Дайна уже была у меня, когда приехал Уэйн. Она расположилась в кресле, положив свои ноги на стол. Ее длинные стройные ноги были открыты взгляду от бедер до накрашенных ногтей, но она их прикрыла, когда вошел Уэйн. Да, но только после того, как он окинул их плотоядным взглядом, словно кот, впервые попробовавший сметану.
— Вы уже знакомы, — махнула я им, и, хотя их руки на сей раз не соприкоснулись, глаза были прикованы друг к другу. — Садись, Уэйн. — Я кивнула ему на стул.
Их глаза оторвались друг от друга, и Уэйн наконец вспомнил про меня.
— Как твоя рука, Трейси?
— Немного болит, но в целом ничего, — ответила я.
Потом я рассказала об утреннем разговоре с директором и о сплетнях, которые ходят по городу и о которых, оказывается, все знают, кроме меня.
— Я уже спрашивала Дайну, Уэйн, и теперь спрашиваю тебя — кому ты рассказал о том, что произошло со мной в ту ночь на болотах?

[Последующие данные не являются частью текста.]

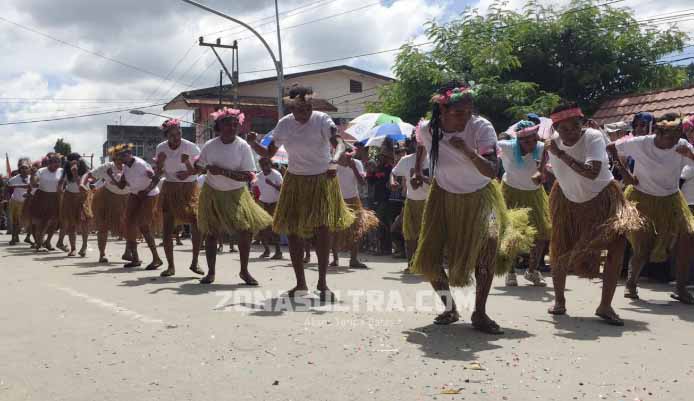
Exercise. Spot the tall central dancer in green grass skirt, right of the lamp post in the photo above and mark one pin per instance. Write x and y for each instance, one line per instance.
(310, 205)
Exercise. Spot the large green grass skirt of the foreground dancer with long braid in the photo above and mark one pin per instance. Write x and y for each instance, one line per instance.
(474, 229)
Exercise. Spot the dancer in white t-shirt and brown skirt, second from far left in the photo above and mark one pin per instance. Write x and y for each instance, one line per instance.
(45, 203)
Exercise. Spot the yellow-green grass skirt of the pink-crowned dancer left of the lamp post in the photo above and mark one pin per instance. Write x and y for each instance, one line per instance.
(229, 212)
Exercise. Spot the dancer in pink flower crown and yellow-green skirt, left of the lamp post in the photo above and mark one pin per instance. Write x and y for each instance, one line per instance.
(226, 206)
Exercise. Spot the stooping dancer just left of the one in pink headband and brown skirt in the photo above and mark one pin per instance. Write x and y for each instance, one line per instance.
(142, 182)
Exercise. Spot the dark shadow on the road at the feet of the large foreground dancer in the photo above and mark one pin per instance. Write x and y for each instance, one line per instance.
(458, 342)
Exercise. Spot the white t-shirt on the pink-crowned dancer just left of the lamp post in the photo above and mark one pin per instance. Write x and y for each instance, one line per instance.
(235, 156)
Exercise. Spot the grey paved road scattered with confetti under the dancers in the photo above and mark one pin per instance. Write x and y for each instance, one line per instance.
(73, 330)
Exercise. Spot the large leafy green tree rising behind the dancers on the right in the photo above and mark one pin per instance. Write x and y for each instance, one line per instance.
(526, 61)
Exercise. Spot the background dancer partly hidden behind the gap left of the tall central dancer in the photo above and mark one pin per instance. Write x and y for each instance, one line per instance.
(269, 183)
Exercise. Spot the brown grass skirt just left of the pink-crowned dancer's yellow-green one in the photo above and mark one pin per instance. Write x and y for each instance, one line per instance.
(181, 200)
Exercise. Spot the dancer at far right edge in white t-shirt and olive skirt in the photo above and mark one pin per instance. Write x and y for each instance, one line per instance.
(669, 226)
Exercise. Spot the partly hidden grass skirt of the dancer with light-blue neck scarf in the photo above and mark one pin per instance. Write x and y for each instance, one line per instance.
(538, 203)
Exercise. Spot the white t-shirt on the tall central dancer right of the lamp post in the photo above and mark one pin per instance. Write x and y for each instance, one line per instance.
(308, 145)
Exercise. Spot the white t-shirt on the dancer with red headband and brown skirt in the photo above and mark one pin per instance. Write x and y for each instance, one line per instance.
(591, 147)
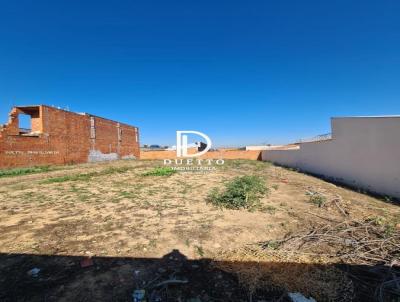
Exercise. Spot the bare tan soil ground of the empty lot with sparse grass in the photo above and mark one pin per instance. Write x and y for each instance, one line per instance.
(132, 226)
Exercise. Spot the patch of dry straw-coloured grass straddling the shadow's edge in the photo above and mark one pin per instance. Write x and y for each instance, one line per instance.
(297, 273)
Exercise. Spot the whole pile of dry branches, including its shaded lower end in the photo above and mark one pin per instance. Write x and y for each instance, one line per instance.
(370, 248)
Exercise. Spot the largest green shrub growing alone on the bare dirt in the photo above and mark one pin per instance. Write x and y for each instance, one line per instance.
(242, 192)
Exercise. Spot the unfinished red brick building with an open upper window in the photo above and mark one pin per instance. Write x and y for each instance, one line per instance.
(62, 137)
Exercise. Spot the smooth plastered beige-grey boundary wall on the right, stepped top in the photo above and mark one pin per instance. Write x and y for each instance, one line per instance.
(364, 152)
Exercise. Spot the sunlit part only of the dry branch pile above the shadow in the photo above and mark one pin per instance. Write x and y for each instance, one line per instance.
(367, 242)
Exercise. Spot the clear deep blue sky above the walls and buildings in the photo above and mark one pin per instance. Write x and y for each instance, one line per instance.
(243, 72)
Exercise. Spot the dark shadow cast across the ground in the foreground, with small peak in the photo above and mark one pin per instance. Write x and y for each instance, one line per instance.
(167, 279)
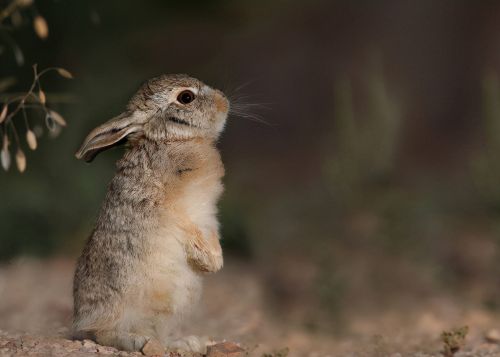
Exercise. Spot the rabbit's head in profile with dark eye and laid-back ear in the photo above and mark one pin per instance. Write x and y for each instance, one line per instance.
(169, 107)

— Я никому не говорил, ни одному человеку, милая! Честно! Давай посмотрим правде в глаза: тут не о чем даже и рассказывать, согласна? Вы с временным директором застряли в тумане вместе с двенадцатью мальчиками. Можно сколько угодно напрягать свое воображение, но все равно ничего такого в этом не увидишь.
Я поверила ему и пришла в еще большее недоумение.
— Дайна клянется, что тоже никому не говорила. В конце концов, ты прав, и говорить-то нечего.
Уэйн улыбнулся Дайне и показал на меня пальцем:
— Кажется, в ее голосе слышится разочарование?
Оба засмеялись, а мне было не до смеха.
— Но, Уэйн, ведь по городу продолжают ходить эти ужасные слухи!
И когда я рассказала ему обо всем, чем якобы занимались мы с Бретом, он разразился громким хохотом:
— Подумать только! У маленькой невинной Трейси роман с «золотым мальчиком»! — Он стукнул по столу. — Боже правый, если кому-нибудь удастся пробить броню этого человека, под ней окажется еще один панцирь. Нет, это гиблое дело, птичка!
Они оба опять засмеялись, а я отправилась на кухню готовить кофе. Когда я вернулась с подносом в руках, Уэйн передвинулся поближе к Дайне.
— Вы так уютно устроились, что даже жалко вас беспокоить. Вы кофе-то будете?
— Конечно, птичка. — Уэйн взял две чашки и одну передал Дайне. — Должно быть, у него божественный вкус, Дайна. Ведь его приготовила женщина «золотого мальчика».
— Бедная Трейси. — Дайна отпила глоток. — Ей нужна защита. У нее нежное, доверчивое сердце.